A Layer 7 (L7) load balancer is similar to an L4 load balancer, but uses information from the highest layer on the OSI model – the application layer. For web services like our API, the Hypertext Transfer Protocol (HTTP) is used.
An L7 load balancer can use information from the URL, HTTP headers (for example, Content-Type), cookies, contents of the message body, client's IP address, and other information to route a request.
By working on the application layer, an L7 load balancer has several advantages over an L4 load balancer:
- Smarter: Because L7 load balancers can base their routing rules on more information, such as the client's geolocation data, they can offer more sophisticated routing rules than L4 load balancers.
- More capabilities: Because L7 load balancers have access to the message content, they are able to alter the message, such as encrypting and/or compressing the body.
- Cloud Load Balancing: Because L4 load balancers are typically hardware devices, cloud providers usually do not allow you to configure them.

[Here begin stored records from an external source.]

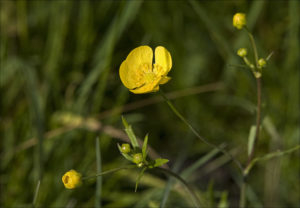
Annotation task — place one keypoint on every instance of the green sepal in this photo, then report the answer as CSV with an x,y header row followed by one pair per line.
x,y
139,178
128,157
144,149
251,139
158,162
130,133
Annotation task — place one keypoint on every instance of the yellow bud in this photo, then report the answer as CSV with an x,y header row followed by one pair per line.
x,y
71,179
242,52
239,20
262,62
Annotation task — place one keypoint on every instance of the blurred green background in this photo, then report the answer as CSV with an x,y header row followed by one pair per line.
x,y
60,89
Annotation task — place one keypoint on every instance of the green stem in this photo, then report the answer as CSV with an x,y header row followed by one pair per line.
x,y
258,119
197,134
243,193
253,46
187,186
109,171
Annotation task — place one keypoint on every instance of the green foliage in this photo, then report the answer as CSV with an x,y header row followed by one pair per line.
x,y
60,89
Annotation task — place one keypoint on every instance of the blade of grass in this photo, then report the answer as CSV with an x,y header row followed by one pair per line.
x,y
37,113
220,42
103,56
99,178
36,193
55,44
200,162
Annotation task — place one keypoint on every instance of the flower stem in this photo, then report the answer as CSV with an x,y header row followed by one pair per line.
x,y
187,186
258,119
257,74
253,46
109,171
197,134
243,194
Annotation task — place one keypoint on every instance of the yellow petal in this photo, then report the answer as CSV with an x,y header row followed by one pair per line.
x,y
137,57
164,80
163,58
149,87
130,70
123,72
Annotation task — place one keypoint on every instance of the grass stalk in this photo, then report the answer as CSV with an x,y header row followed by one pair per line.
x,y
180,116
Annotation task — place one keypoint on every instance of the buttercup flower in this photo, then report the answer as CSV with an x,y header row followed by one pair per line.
x,y
71,179
239,20
138,72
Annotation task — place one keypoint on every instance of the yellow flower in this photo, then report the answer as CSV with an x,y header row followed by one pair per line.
x,y
71,179
138,72
239,20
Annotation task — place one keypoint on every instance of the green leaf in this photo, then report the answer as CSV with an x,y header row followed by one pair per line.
x,y
159,162
139,178
251,138
130,133
144,149
128,157
223,201
269,156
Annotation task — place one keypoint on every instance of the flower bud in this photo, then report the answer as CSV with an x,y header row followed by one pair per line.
x,y
125,148
242,52
239,20
71,179
262,63
138,158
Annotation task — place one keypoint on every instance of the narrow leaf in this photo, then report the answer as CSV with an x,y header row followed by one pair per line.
x,y
139,178
270,156
251,139
144,149
130,133
160,162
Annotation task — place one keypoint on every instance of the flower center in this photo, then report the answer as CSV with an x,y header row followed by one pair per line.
x,y
66,179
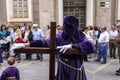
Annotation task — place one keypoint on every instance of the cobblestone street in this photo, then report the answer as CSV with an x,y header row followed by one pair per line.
x,y
36,70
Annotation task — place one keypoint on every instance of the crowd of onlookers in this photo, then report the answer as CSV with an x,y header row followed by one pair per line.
x,y
26,33
21,34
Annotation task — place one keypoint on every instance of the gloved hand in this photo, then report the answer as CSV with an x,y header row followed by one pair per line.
x,y
17,46
64,48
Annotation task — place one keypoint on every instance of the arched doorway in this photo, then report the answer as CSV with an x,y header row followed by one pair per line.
x,y
76,8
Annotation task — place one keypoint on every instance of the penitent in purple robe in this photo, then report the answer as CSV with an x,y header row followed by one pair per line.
x,y
70,67
10,72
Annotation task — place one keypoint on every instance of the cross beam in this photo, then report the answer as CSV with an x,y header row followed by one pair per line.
x,y
52,51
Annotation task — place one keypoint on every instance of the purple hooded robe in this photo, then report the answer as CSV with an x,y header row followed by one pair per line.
x,y
70,67
10,72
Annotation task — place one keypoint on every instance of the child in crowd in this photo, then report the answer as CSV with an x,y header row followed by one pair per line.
x,y
11,72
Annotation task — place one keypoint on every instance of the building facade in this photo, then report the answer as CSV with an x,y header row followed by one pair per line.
x,y
42,12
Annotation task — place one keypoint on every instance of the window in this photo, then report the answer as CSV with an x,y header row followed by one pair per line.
x,y
20,8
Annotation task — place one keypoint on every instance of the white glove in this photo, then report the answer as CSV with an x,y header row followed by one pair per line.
x,y
17,46
64,48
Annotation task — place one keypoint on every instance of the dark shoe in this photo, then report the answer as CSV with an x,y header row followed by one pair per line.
x,y
97,60
103,62
114,57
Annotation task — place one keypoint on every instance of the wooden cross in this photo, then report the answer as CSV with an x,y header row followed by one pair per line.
x,y
52,51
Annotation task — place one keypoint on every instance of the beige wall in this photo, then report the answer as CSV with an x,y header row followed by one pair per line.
x,y
103,15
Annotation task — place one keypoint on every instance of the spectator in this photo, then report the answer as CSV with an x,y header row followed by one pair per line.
x,y
11,72
37,34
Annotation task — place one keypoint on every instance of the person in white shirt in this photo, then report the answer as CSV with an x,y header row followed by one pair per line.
x,y
113,34
103,45
37,34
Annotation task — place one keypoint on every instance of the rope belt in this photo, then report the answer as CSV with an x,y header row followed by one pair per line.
x,y
79,77
11,77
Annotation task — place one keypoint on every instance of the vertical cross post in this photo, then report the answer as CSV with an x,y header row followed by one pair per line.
x,y
52,51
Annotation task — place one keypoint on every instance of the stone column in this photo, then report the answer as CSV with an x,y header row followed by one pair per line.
x,y
118,14
89,12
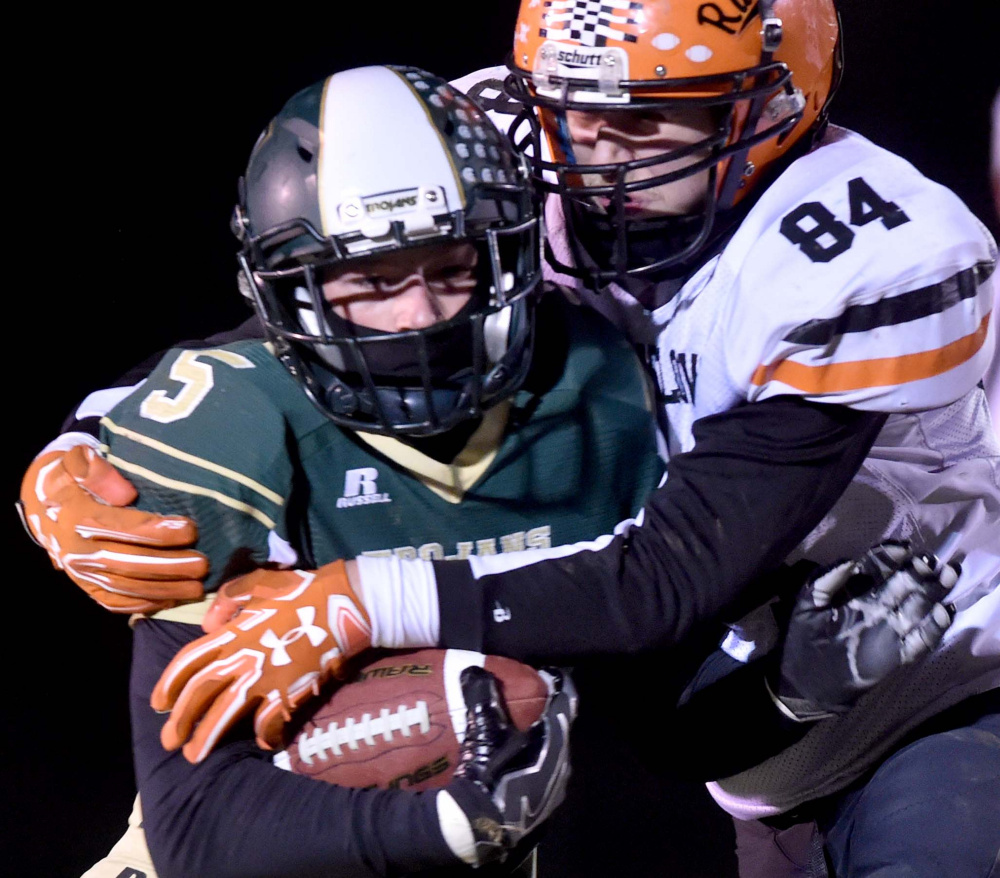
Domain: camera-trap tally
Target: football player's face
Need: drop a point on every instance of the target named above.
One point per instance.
(616, 136)
(409, 289)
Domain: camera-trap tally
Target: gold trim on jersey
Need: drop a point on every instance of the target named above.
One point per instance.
(170, 451)
(449, 481)
(876, 372)
(187, 488)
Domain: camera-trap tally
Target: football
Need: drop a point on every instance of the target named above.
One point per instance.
(400, 721)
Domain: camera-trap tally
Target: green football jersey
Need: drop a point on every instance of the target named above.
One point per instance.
(227, 437)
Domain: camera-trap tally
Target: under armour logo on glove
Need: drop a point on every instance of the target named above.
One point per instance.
(279, 645)
(307, 623)
(856, 622)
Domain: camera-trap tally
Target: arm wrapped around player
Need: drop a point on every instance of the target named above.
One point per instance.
(75, 505)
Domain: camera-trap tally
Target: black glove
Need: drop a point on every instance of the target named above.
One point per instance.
(507, 782)
(856, 622)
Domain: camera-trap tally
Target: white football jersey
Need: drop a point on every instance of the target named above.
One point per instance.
(857, 281)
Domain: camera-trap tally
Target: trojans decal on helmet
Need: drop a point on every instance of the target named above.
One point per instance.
(368, 163)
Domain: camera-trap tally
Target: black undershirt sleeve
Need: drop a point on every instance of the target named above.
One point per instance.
(758, 479)
(236, 815)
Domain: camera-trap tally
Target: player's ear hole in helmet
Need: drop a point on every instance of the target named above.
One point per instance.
(760, 74)
(390, 166)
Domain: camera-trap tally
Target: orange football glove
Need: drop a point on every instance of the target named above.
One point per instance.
(75, 506)
(295, 632)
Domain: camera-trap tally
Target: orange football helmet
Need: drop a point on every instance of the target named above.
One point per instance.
(768, 69)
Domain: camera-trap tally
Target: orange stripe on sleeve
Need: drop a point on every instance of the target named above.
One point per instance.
(878, 372)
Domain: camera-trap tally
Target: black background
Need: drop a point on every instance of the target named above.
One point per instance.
(128, 137)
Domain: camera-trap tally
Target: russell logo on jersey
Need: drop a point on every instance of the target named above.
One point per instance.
(360, 488)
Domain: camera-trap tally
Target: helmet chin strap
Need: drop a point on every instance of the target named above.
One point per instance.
(648, 242)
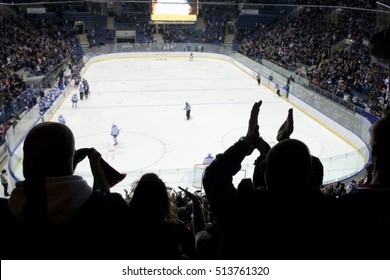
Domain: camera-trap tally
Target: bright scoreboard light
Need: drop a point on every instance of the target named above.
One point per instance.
(174, 10)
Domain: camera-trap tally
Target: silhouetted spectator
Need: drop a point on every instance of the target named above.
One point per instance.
(54, 214)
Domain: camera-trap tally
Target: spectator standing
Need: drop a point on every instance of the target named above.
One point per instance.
(281, 222)
(209, 159)
(54, 214)
(159, 234)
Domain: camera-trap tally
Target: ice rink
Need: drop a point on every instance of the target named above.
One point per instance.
(145, 97)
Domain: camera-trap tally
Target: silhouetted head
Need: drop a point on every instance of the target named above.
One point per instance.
(150, 200)
(287, 164)
(48, 151)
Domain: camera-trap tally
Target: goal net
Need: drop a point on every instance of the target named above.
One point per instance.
(161, 56)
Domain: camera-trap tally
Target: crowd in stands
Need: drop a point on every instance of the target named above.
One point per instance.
(303, 45)
(29, 47)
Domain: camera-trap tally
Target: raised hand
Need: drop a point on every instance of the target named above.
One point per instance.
(252, 135)
(287, 128)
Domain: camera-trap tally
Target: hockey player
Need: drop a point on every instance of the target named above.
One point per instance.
(75, 98)
(188, 110)
(114, 133)
(61, 119)
(81, 89)
(207, 160)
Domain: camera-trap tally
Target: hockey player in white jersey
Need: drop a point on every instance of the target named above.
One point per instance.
(61, 119)
(75, 98)
(114, 133)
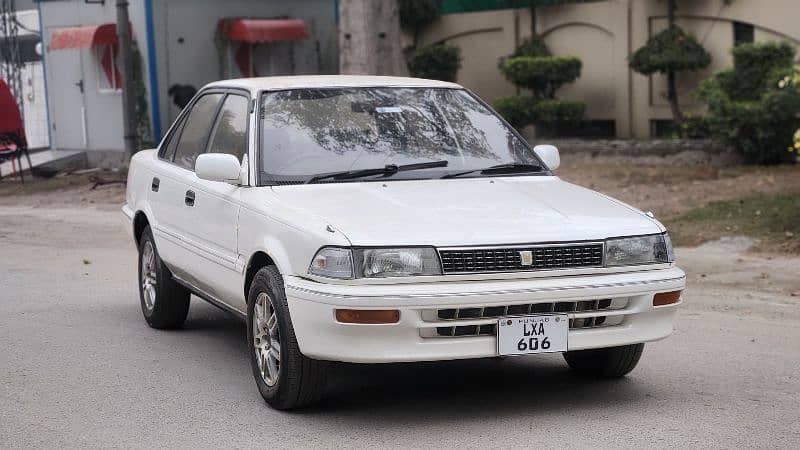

In contrast, L7 load balancers are typically software, which can be fully managed by the developer.
- Ease of debugging: They can use cookies to keep the same client hitting the same backend server. This is a must if you implement stateful logic such as "sticky" sessions, but is also otherwise advantageous when debugging—you only have to parse logs from one backend server instead of all of them.
However, L7 load balancers are not always "better" than their L4 counterparts. L7 load balancers require more system resources and have high latency, because it must take into consideration more parameters. However, this latency is not significant enough for us to worry about.
There are currently a few production-ready L7 load balancers on the market—High Availability Proxy (HAProxy), NGINX, and Envoy. We will look into deploying a distributed load balancer in front of our backend servers later in this chapter.